L'approche Positive Deviance/Hearth (PD/Hearth) est un exemple de meilleure prise en charge de la malnutrition aiguë modérée au Nigéria. Cette approche identifie les pratiques inhabituelles et bénéfiques des mères ou des personnes s'occupant d'enfants bien nourris issus de familles démunies et appelle à la diffusion de ces pratiques et comportements auprès d'autres membres de la communauté ayant des enfants souffrant de malnutrition. PD/Hearth a été mis à l'essai à Nasarawa, un État de la région du centre-nord du Nigeria, où les taux d'enfants passant d'une malnutrition modérée à une malnutrition sévère ont chuté de 11,1 % en juin 2007 à 2,4 % en août 2007. Une fois de plus, ce modèle ne fournit aucun apport, mais se concentre plutôt sur l'utilisation des sessions de Hearth pour découvrir les pratiques qui ont conduit à la réussite au sein de ces communautés appauvries.

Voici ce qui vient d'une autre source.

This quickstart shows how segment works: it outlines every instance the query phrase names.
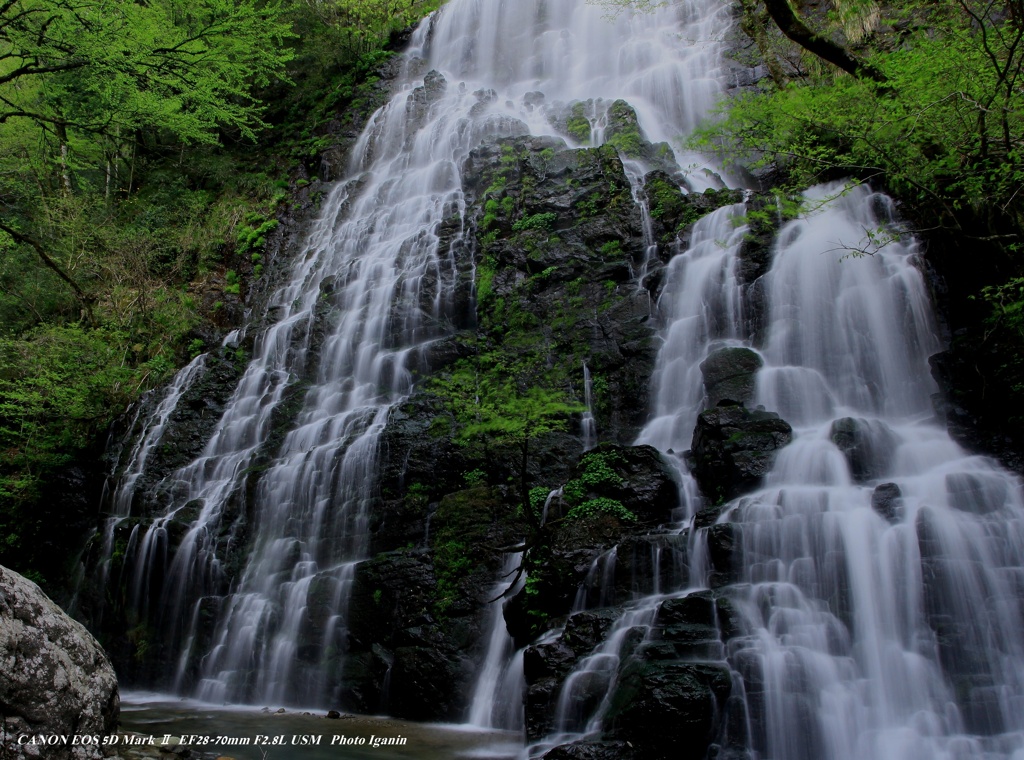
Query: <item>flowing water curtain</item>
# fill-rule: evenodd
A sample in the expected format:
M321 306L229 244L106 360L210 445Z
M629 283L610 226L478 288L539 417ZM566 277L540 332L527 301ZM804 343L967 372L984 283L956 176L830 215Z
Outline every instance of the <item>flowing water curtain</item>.
M539 91L553 104L596 98L595 119L625 96L648 136L686 131L718 87L717 48L687 40L728 23L721 4L691 10L609 24L569 0L457 0L417 32L399 92L353 151L353 179L332 192L272 299L278 322L257 336L203 454L166 479L164 514L132 538L134 600L177 652L178 688L330 698L367 551L377 439L424 347L450 329L455 262L437 229L463 213L462 160L488 136L550 132L547 111L527 102ZM414 73L420 56L426 78ZM272 444L282 418L291 430ZM249 542L241 575L225 574Z

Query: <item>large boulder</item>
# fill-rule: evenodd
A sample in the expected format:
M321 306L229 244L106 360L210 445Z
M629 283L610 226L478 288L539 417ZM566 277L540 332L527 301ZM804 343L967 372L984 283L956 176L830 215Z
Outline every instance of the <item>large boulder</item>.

Un autre exemple est le programme Nutrition Impact and Positive Practice (NIPP), une extension de l'approche PD/Hearth, qui, en plus de diffuser les pratiques bénéfiques existantes au sein des communautés, comprend également des démonstrations de micro-jardinage et de cuisine participative. Seuls les aliments disponibles et accessibles localement sont utilisés et les recettes sont conçues et encouragées pour être reproduites à la maison. En outre, des paquets de semences de départ uniques sont fournis avec uniquement des semences autorégénératrices, afin de tenter de remédier aux principales carences en micronutriments. Le NIPP est actuellement mis en œuvre au Niger, au Soudan, au Sud-Soudan, au Zimbabwe et au Malawi[xii]. Entre 2013 et 2015, 80 % des enfants âgés de 6 à 59 mois admis au NIPP et souffrant de MAM sont sortis de l'hôpital et ont été guéris à la fin de l'intervention de trois mois[xiii].

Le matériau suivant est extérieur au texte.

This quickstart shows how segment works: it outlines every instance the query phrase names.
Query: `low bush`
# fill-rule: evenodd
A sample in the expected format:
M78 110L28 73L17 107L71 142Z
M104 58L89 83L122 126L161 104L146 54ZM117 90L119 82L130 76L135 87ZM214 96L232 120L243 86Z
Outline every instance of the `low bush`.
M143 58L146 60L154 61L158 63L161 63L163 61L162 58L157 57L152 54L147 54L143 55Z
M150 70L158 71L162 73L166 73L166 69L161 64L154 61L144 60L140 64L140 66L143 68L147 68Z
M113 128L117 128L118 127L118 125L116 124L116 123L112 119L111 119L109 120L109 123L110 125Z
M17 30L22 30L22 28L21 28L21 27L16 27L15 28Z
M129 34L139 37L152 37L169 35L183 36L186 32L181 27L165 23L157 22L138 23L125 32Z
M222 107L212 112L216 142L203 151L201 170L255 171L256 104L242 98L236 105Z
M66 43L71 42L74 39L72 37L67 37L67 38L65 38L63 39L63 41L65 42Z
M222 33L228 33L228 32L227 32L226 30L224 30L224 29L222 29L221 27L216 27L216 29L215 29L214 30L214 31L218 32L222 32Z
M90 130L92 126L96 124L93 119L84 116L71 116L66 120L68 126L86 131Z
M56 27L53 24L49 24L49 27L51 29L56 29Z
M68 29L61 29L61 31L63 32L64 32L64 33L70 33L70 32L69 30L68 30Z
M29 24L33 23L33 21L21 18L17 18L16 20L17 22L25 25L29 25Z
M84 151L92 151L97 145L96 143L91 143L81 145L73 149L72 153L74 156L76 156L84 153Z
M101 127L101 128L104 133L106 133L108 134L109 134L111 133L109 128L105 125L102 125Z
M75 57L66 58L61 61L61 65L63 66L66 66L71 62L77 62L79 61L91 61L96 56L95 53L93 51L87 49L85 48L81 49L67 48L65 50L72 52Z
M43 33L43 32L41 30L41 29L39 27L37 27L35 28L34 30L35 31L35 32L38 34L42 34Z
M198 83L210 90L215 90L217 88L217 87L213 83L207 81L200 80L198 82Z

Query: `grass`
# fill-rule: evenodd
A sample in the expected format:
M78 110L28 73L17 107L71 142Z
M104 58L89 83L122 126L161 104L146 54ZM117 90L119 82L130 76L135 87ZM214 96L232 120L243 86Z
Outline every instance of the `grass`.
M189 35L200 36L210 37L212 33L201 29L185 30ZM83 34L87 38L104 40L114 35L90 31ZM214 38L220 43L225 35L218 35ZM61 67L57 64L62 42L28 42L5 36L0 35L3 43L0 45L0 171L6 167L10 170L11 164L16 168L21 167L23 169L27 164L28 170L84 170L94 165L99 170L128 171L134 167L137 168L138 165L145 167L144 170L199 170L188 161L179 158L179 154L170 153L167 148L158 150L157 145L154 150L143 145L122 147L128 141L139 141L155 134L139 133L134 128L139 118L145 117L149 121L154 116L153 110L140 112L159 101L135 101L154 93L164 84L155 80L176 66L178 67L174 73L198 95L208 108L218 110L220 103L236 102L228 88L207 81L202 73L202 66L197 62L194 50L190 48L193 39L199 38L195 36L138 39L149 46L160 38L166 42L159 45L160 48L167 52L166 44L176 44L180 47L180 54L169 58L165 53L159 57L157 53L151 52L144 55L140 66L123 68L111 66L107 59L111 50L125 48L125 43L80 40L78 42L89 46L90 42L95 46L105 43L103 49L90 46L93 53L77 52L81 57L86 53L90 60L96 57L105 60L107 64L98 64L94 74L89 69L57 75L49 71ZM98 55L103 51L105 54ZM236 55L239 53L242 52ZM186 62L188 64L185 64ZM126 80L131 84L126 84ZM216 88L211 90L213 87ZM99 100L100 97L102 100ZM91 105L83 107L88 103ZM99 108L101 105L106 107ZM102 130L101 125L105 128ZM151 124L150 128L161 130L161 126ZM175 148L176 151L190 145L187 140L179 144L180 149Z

En outre, des pays comme le Pérou et le Brésil ont utilisé des approches multisectorielles pour lutter contre la malnutrition. Au Brésil en particulier, l'accent n'a pas été mis sur une nutrition spécifique[5] mais plutôt sur l'articulation de programmes sensibles à la nutrition[6] pour réduire la pauvreté, l'inégalité et l'insécurité alimentaire, par le biais de transferts monétaires conditionnels[7], de programmes d'alimentation scolaire et de programmes d'acquisition de nourriture qui soutiennent les agriculteurs locaux - ce qui a permis de réduire la prévalence de la malnutrition[8] de 13,5 à 7,1 sur une période de 10 ans.

Conclusion

L'approche du Nigeria en matière de lutte contre la malnutrition se concentre de manière disproportionnée sur les MAS et doit être restructurée..

L'accent doit être mis sur les programmes de traitement et de prévention de la MAM qui sont adaptés au contexte, acceptables au niveau local et gérés par la communauté. Les programmes de jardinage déjà existants devraient être intensifiés en y ajoutant une composante de mobilisation communautaire, avec des plans à long terme visant à introduire les approches PD/Hearth et NIPP qui utiliseront également les structures et les ressources communautaires. L'accent mis sur les structures et les ressources communautaires est important pour la durabilité, car la prévalence actuelle de la MAM est environ trois fois supérieure à celle de la MAS, ce qui rendrait la dépendance à l'égard des ressources externes ou des gouvernements pour les traitements coûteuse et, par conséquent, non durable.


NOTES DE BAS DE PAGE

[La malnutrition comprend la sous-nutrition et la sur-nutrition, qui entraînent toutes deux de mauvaises conditions de santé et des décès prématurés dans les pays en développement et les pays développés du monde entier. La malnutrition est souvent utilisée pour désigner la sous-nutrition, qui englobe la malnutrition chronique (retard de croissance), la malnutrition aiguë (émaciation) et les carences en micronutriments.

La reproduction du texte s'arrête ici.